The common causes of constipation are:

  • Not enough fiber in the diet - The American Dietetic Association recommends 20 to 35 grams of fiber each day. Examples of fiber-rich foods are unprocessed wheat bran, unrefined breakfast cereals, fresh fruits (except bananas), dried fruits, vegetables (except potatoes), grainy breads and legumes.

  • Not enough liquid - Liquids like water and juice add fluid to the colon and bulk to stools, making movements softer and easier to pass. Recommended daily consumption of liquid is eight, eight-ounce glasses (totaling 64 ounces) per day.

  • Lack of exercise

  • Medications - Some medications that can cause constipation are: analgesics (Codeine, Demerol, Perocdan), antacids (Maalox, Mylanta), anticholingerics (Donnatal), anticonvulsants (Dilantin), anti-depressants (Tricyclics), Beta-blockers (Inderal, Tenormin) iron and calcium supplements, pain medications, antispasmodics and diuretics.

  • Irritable Bowel Syndrome (IBS) - IBS is a common condition marked by chronic or occasional diarrhea, alternating with constipation and accompanied by straining and abdominal cramps. (see Health Profile: IRRITABLE BOWEL SYNDROME)

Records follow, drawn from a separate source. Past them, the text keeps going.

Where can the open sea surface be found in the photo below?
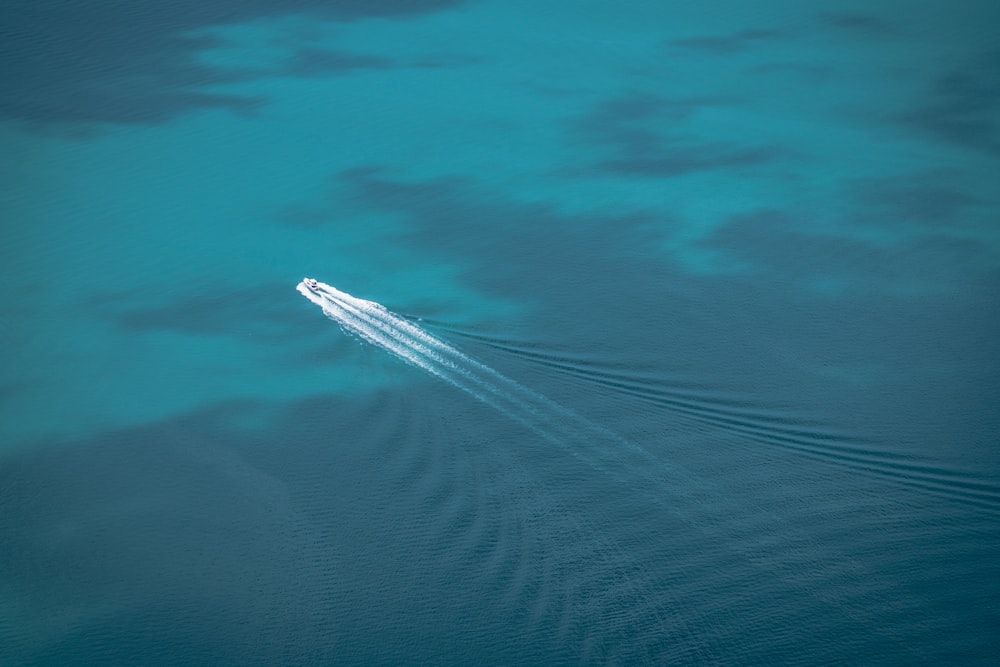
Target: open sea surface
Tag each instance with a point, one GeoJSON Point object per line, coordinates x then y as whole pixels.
{"type": "Point", "coordinates": [689, 354]}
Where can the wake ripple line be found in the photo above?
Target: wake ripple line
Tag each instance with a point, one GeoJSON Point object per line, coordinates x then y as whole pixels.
{"type": "Point", "coordinates": [375, 324]}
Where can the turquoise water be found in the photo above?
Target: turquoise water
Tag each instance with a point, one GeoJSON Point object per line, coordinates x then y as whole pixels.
{"type": "Point", "coordinates": [746, 257]}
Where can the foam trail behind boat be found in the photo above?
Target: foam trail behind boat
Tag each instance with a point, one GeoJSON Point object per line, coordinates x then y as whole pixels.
{"type": "Point", "coordinates": [375, 324]}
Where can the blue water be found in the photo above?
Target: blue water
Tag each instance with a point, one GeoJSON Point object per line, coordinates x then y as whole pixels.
{"type": "Point", "coordinates": [743, 261]}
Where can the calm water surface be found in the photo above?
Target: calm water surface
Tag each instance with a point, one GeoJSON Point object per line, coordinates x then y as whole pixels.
{"type": "Point", "coordinates": [738, 270]}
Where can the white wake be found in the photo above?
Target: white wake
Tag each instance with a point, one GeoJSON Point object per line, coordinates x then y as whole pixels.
{"type": "Point", "coordinates": [375, 324]}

  • Lifestyle changes, such as pregnancy, aging and traveling
  • Laxative abuse - A laxative is a food or chemical substance that acts to loosen the bowels by softening and increasing the bulk of bowel contents, increasing the amount of water in the colon and lubricating the intestinal walls. Over time, laxatives can damage nerve cells in the colon and interfere with the colon's natural ability to contract.

  • Ignoring the urge to have a bowel movement

  • Diseases such as multiple sclerosis, Parkinson's disease, chronic idiopathic intestinal pseudo-obstruction, stroke, spinal cord injuries, diabetes, under-active and over-active thyroid gland, uremia (excess urine waste product), amyloidosis (accumulation in the tissues/organs of amyloid), lupus, scleroderma (an autoimmune disorder that affects the tissues/organs), colorectal cancer, depression, colon tumors, diverticulosis and Hirschsprung's disease.

Treatment of Constipation

Most cases of constipation respond to conservative treatment such as dietary and lifestyle changes or mild laxatives.

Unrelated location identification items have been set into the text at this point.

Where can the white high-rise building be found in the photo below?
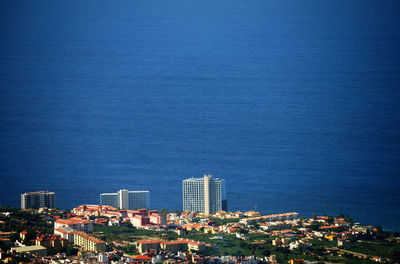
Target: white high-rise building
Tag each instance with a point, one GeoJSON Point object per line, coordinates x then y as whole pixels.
{"type": "Point", "coordinates": [206, 195]}
{"type": "Point", "coordinates": [37, 200]}
{"type": "Point", "coordinates": [125, 199]}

Dietary changes include getting enough of the recommended daily amount of fiber (20 to 35 grams), drinking 64 ounces of water or juice a day, and limiting foods that have little or no fiber, such as ice cream, cheese, meat and processed foods.

Lifestyle changes consist of exercising, reserving enough time to have a bowel movement and having a bowel movement when needed.

Laxatives may be recommended if the above changes did not help the constipation.

There are four types of laxatives - bulk-forming, stimulant, lubricant and saline. Bulk-forming laxatives, such as Metamucil, Citrucel and Serutan increase the volume of feces, making them softer and easier to pass. Stimulant laxatives, such as Correctol, Ex-Lax, Dulcolax, Purge, Feen-A-Mint and Senokot stimulate the intestinal wall to contract. Lubricant laxatives, such as mineral oil, soften the stool so it is easier to pass. Saline laxatives, such as Milk of Magnesia, Citrate of Magnesia and Haley's M-O, increase the concentration of salts within the feces.